I think that there are many ways that our lives of faith might heal and reveal.  However, here, I want to look at a least one practical way of considering this particular reality.


Our lives provide curing and enlightenment whenever we willfully enter into each other’s lives and intentionally settle down, sharing space and risk and success and failure with each other.  I am not talking about a kind of sharing that describes a kind of coincidental occupation of the same place at the same time.  Rather, I am describing a kind of existence that is deeply present, a kind of presence that involves a type of knowledge about each other that is not found in mere conversations but through shared experience and loss and joy.  Such a sharing is not shallow.  Such a sharing is found only when we take time to get to know each other’s pasts and each other’s dreams, each other’s strengths and each other’s weaknesses.  It takes time.  And, it takes intentionality.  Moreover, it takes a dedication to resist efforts at passive or accidental or tangential sharing of our lives and to combat efforts at habits and commitments that dislodge or dissolve connectedness.  

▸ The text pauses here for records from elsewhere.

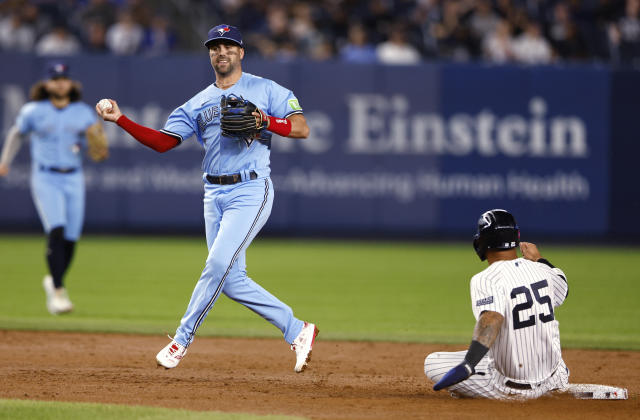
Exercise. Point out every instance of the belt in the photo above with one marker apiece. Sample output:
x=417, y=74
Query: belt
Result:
x=229, y=179
x=58, y=170
x=517, y=385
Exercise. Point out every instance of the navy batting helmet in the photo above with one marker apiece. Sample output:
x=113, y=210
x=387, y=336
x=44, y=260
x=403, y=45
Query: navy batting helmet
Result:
x=497, y=229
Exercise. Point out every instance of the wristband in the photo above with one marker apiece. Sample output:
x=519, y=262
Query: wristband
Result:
x=545, y=262
x=281, y=126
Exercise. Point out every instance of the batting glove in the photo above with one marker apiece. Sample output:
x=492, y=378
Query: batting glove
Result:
x=455, y=375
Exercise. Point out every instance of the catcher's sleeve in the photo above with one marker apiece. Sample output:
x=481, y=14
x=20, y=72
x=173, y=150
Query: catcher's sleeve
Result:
x=11, y=146
x=157, y=140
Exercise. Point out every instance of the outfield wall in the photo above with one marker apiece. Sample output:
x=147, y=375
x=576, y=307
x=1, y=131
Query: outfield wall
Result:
x=393, y=150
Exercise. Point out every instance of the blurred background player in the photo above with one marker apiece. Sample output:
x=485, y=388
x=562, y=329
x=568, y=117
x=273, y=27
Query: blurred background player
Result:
x=515, y=351
x=60, y=128
x=238, y=192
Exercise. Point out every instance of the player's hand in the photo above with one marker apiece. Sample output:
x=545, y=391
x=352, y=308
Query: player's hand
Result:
x=262, y=119
x=530, y=251
x=111, y=114
x=455, y=375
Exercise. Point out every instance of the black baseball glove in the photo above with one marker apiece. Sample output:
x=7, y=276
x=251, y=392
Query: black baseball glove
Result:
x=237, y=119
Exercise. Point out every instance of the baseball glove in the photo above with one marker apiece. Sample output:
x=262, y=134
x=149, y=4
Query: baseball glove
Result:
x=237, y=119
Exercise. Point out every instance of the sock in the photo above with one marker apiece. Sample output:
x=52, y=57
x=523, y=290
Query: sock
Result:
x=69, y=247
x=56, y=255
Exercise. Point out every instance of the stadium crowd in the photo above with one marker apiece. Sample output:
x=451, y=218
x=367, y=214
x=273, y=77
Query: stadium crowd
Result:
x=364, y=31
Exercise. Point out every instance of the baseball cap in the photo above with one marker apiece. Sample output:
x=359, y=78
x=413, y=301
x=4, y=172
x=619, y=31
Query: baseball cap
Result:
x=56, y=69
x=227, y=32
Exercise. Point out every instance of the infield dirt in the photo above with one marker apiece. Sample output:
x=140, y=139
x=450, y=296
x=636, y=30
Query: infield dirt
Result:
x=355, y=380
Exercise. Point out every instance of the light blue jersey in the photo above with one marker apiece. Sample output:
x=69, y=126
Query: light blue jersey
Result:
x=200, y=115
x=57, y=135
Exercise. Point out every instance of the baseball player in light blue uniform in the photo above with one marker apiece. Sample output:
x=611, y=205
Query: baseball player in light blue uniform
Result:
x=238, y=193
x=60, y=127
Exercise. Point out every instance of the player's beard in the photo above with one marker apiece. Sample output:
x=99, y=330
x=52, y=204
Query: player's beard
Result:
x=225, y=69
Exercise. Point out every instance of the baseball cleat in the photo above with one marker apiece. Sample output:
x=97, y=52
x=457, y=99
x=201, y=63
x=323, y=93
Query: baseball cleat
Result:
x=303, y=344
x=170, y=356
x=57, y=299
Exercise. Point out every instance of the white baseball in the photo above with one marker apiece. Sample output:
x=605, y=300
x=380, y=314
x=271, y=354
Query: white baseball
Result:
x=105, y=105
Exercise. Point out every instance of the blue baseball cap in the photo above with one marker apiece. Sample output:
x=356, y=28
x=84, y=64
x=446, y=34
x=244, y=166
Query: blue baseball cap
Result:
x=230, y=33
x=57, y=69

In a world defined more by mobility and fad than fixedness and permanence such a witness and embodiment seems all the more necessary yet all the more difficult. 


Concretely, the poignancy of that need for the healing impact of a deeply shared life seems more evident in a society blighted by a housing and economic crisis that forces families to abandon homes and communities in order to find new, cheaper places to live and other work.  The tragedy of what has happened over the past decade and the corresponding requirement of the faithful to pursue and witness to different economic and housing policies that center on building communities more than building wealth seems patent. 


Do not get me wrong.  Wealth and the building of wealth is not the problem.  Recall the proverb tucked into the First Letter to Timothy in the New Testament: “For the love of money is a root of all kinds of evil, and in their eagerness to be rich some have wandered away from the faith and pierced themselves with many pains” (6:10). 


Piercing it is! 


Money does not seem to be the problem.  Rather, the problem is with the assumption that building wealth (and with creating systems that enable the building of wealth) must take precedence over building lives together and over promoting polices that build and encourage community.  Wealth exists to serve our communities and us . . . not the inverse.  In many respects, we (and the systems we created) seem to have forgotten that.


In practical and profound ways, a call to be salt and light appears, also, to manifest in calls for transformation of our society to imagine the social ramifications of our policies as much, if not more, than the financial outcomes.  There must be a way of doing both, of enabling economic and communal growth, of strengthening the social fabric and the financial bottom line.  


Bonhoeffer seems to suggest that he envisions a different way forward.  The life of faith is always about a new economics, a new way of living in the household of the world.  It is a way of living more indicative of shared life than of achieved success, gracious giving and receiving than aggressive earning.  Such a life of discipleship will not be easy.  It will, as Bonhoeffer reminds us, be costly indeed.  But, as we have learned through our most recent social and economic experiences, so will the alternative.  


So, live well.  Live with each other.  Be transformed and envision the change that such transformation requires.  


Have a great rest of the week and see you along the way.